Preloading changes when tables enter memory. Without preloading, a table is fetched on first access, which means your first GetTableAsync call triggers a disk read. If you yield on that call, you get the data — but if you try to use it synchronously or in the same frame, you get null. Preloading moves that disk read into the initialization phase, so by the time your code runs after awaiting initialization, the table is already resident.
The locale check is essential because the Localization system uses the selected locale as a key to look up the correct column in each table. Without a selected locale, the system does not know which translation to return. The fallback pattern shown above ensures that even if the player's system language does not match any of your locales, the game still has a usable default.

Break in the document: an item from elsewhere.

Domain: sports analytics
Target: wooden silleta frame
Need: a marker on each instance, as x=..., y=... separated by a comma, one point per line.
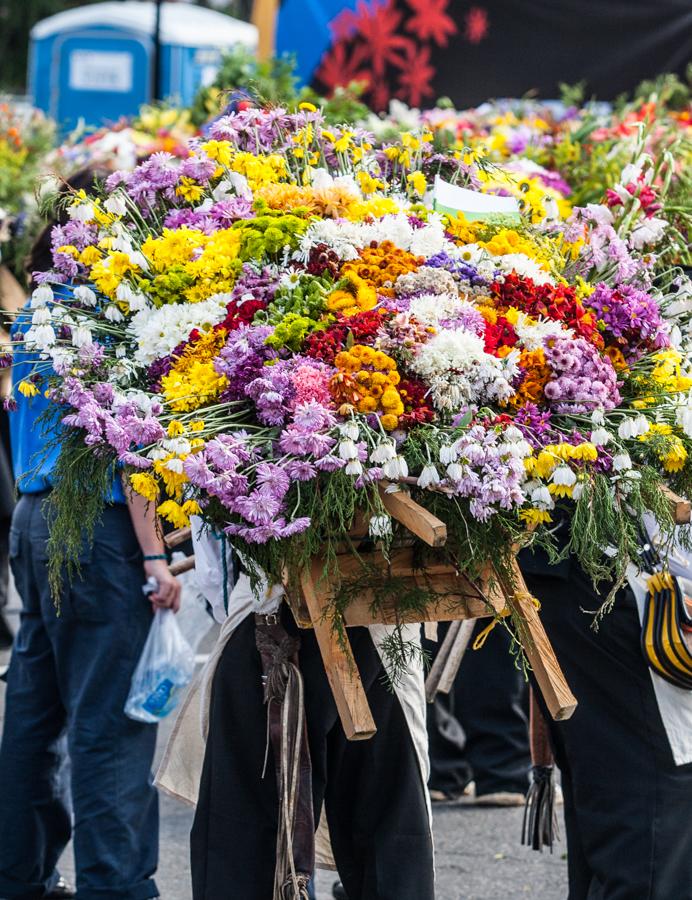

"The Localization package is deceptively quiet when things go wrong. No exceptions, no warnings — just empty strings. The initialization await is the single most important line you can add."
Common Variations
If you are using Addressables with your Localization tables, the async timing becomes even more critical. Addressable-based tables may require network fetches or additional bundle loads, which increases the time between initialization start and completion. Always await the initialization operation regardless of your asset pipeline.
If you switch locales at runtime using LocalizationSettings.SelectedLocale = newLocale, the tables for the new locale may need to be loaded. Listen for the LocalizationSettings.SelectedLocaleChanged event and re-fetch your strings after it fires. Do not assume that changing the locale instantly updates all cached values.
using UnityEngine;
using UnityEngine.Localization;
using UnityEngine.Localization.Settings;
public class LocaleSwitcher : MonoBehaviour
{
private void OnEnable()
{
LocalizationSettings.SelectedLocaleChanged += OnLocaleChanged;
}
private void OnDisable()
{
LocalizationSettings.SelectedLocaleChanged -= OnLocaleChanged;
}
private void OnLocaleChanged(Locale newLocale)
{
Debug.Log($"Locale changed to: {newLocale.Identifier.Code}");
// Re-fetch all displayed strings here
RefreshAllLocalizedUI();
}
private void RefreshAllLocalizedUI()
{
// Your logic to update text components
}
}
Related Issues
If your localization tables load but specific entries return the key name instead of the translated string, the entry likely does not exist for the selected locale. Check the String Table Collection and ensure every locale column has a value for that key. If you are dealing with font rendering issues for CJK locales, that is a separate problem related to font asset coverage and TMP font atlases, not table loading.
Await initialization. Enable preload. Check the locale. In that order.